Body temperature, blood pressure, pulse, and oxygen saturation were not significantly affected via intravenous administration of NMN (Fig. 1a-d). There was no change in the levels of metabolic markers of sugars and proteins after intravenous NMN administration (Fig. 1e-i); however, there was a significant decrease in TG level even though there was no change in cholesterol level (Fig. 1j-m). Several studies have demonstrated that NAM is produced when NAD+ is used as a coenzyme by sirtuin family proteins after NAD+ is synthesized from NMN [14]. Previous studies have suggested that NAM activates the NA-specific receptor GPR109A when hydrolyzed to yield NA [27]. GPR109A is a predominantly expressed G protein symbiotic receptor in fat cells, and GPR109A is activated in adipocytes via NA to suppress the decomposition of TG and reduce the amount of free fatty acids (FFAs) released into the blood; subsequently, FFA in blood is taken up by the liver and TG is synthesized. The activation of GPR109A by NA leads to the suppression of TG synthesis in blood [28]. Therefore, we speculate that NAM produced as a by-product of intravenously administered NMN metabolism mediated the suppression of TG synthesis. No reduction in TG levels was observed in previous clinical trials on oral administration of NMN [13], suggesting that NMN may be metabolized via different pathways between oral and intravenous administration. This is thought to be caused by NMN being metabolized in cells throughout the body by avoiding the first passage through the liver via intravenous administration; the proportion of the produced GPR109A-bound NA on the membrane of adipocytes is increased. A previous study reported that the increase in TG levels in the plasma and liver of mice deficient in adipocyte-specific NAMPT1, an enzyme that synthesizes NMN from NAM, indicates that increased intracellular NMN synthesis plays a critical role in decreasing TG levels. Therefore, NMN is involved in the reduction of TG levels [29].

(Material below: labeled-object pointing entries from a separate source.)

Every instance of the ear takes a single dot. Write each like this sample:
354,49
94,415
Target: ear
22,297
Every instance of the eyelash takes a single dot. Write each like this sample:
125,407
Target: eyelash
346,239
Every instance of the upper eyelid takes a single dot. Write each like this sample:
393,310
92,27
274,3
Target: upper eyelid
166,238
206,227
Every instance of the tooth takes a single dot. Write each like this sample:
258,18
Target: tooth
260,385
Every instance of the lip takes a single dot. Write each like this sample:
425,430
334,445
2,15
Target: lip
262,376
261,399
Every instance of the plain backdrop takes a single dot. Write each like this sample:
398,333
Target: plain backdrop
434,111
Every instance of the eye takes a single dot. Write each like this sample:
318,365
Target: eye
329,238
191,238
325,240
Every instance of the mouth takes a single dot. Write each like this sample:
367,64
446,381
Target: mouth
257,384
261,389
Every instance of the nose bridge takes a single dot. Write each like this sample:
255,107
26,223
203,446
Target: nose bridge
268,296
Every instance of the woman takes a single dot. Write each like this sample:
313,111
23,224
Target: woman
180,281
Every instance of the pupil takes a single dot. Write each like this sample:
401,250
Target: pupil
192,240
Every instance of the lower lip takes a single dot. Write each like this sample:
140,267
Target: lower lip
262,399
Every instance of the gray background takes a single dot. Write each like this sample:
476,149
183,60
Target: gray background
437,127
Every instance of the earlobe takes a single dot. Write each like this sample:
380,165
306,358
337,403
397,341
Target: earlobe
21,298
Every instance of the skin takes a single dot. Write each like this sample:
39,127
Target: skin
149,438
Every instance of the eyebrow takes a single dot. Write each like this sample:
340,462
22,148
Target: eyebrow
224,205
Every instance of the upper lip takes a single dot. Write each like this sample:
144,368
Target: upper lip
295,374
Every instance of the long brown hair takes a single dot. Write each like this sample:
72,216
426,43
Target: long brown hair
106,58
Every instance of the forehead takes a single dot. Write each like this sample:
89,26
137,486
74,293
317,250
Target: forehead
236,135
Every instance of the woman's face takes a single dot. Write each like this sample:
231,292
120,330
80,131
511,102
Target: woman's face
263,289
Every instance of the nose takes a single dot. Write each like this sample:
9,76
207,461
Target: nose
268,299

There was no noticeable change in levels of metabolic markers of any of the organs after intravenous NMN administration (Fig. 2–3). The amount of NAD+ was significantly increased at NMN administration to 2 h after administration compared to that at before administration, and the total NAD+ levels showed a significant increase except at 3 h after administration (Fig. 4a-b). In contrast, since the amount of NADH had a large experimental error and an accurate value could not be detected (Fig. 4c), the ratio of NAD+ to NADH could not be determined accurately (Fig. 4d). The current clinical trial on intravenous NMN administration demonstrated that NMN helped increase the amount of NAD+ in blood cells; however, the amount of NADH should be reevaluated in a relatively larger cohort. Although the experimental error was large and no significant increase was observed (Fig. 4e-f), nuclear SIRT1 tended to be activated 30 min to 1 h after NMN administration, similar to the increase in NAD+ level (Fig. 4e).

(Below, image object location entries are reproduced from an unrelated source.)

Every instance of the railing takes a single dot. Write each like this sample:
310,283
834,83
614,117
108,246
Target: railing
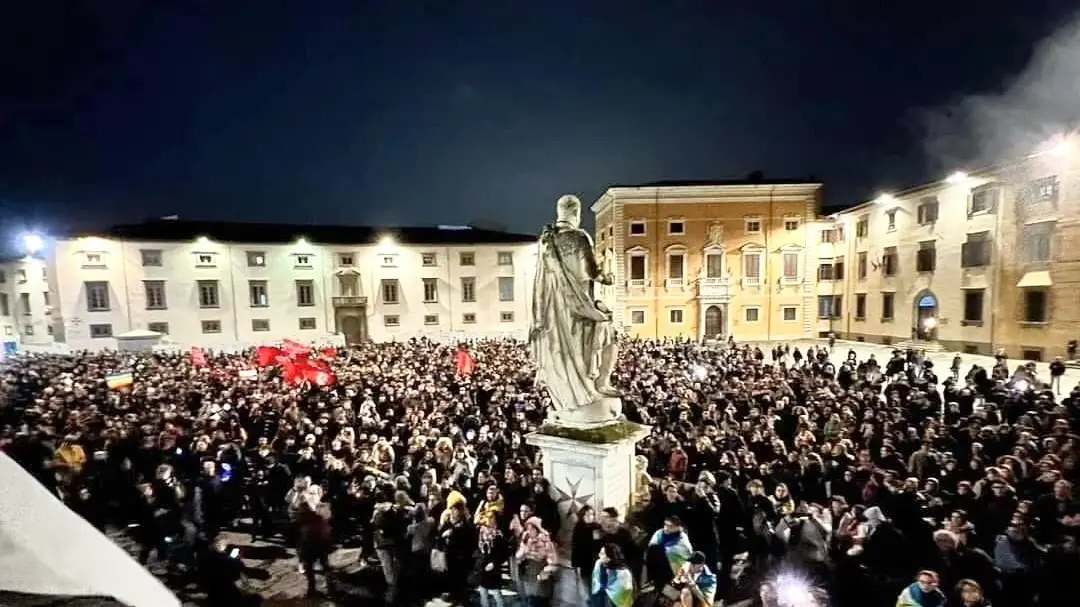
349,300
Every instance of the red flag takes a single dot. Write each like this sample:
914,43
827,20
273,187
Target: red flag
466,362
266,355
294,349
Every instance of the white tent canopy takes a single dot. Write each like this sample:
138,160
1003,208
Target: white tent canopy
48,550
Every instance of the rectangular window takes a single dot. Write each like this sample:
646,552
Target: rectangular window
791,261
430,291
973,305
637,267
927,212
389,288
676,265
468,289
714,266
984,199
752,266
1035,306
1038,239
207,294
256,259
154,295
258,294
505,288
97,296
151,257
975,253
862,228
926,257
824,306
305,293
890,261
887,306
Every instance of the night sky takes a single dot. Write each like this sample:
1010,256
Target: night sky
424,111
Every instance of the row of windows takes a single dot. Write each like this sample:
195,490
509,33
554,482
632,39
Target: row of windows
258,293
390,288
23,307
676,227
154,258
432,320
103,329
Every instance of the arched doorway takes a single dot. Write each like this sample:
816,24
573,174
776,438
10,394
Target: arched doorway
926,315
714,322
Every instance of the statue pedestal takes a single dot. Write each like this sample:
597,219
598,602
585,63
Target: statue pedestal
586,466
589,467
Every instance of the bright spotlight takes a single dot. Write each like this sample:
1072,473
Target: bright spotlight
32,242
793,591
957,178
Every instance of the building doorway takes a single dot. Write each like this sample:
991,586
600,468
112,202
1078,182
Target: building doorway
926,317
714,322
352,328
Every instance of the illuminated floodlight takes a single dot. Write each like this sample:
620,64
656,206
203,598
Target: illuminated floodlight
32,242
1058,146
957,178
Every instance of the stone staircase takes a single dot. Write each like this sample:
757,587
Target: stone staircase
929,347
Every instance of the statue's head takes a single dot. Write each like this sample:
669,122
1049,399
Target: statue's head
568,211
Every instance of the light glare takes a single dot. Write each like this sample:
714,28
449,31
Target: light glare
32,242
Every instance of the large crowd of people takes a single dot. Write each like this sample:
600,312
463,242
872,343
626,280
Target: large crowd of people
772,475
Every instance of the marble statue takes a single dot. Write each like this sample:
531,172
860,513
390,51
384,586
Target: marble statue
572,339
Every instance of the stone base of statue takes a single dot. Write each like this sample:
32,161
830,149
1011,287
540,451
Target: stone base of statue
586,464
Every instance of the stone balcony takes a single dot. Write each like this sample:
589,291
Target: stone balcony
714,287
349,301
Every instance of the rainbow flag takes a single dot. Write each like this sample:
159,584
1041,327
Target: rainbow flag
118,380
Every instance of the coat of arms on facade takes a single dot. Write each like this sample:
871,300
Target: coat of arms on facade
715,235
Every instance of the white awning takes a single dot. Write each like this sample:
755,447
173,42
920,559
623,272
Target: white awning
1036,279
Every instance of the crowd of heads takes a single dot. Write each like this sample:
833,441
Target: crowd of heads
811,460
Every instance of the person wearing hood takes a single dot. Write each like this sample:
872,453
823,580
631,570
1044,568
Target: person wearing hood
922,593
537,562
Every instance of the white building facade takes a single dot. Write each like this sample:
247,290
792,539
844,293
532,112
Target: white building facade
230,285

In conclusion, our clinical study demonstrated that NMN administration at 300 mg is tolerated by humans because it does not cause significant damage to blood cells, liver, pancreas, heart, and kidneys when injected intravenously, and effectively increases the amount of NAD+ in blood cells. In addition, intravenous administration of 300 mg of NMN may help prevent aging-related diseases such as diabetes, Alzheimer’s disease, and heart disease, because our findings suggest that SIRT1 may be activated. Future studies should establish activation conditions for sirtuin family proteins, including SIRT1, following intravenous administration of NMN, and verify the safety of intravenous administration of NMN several times over a long period of time.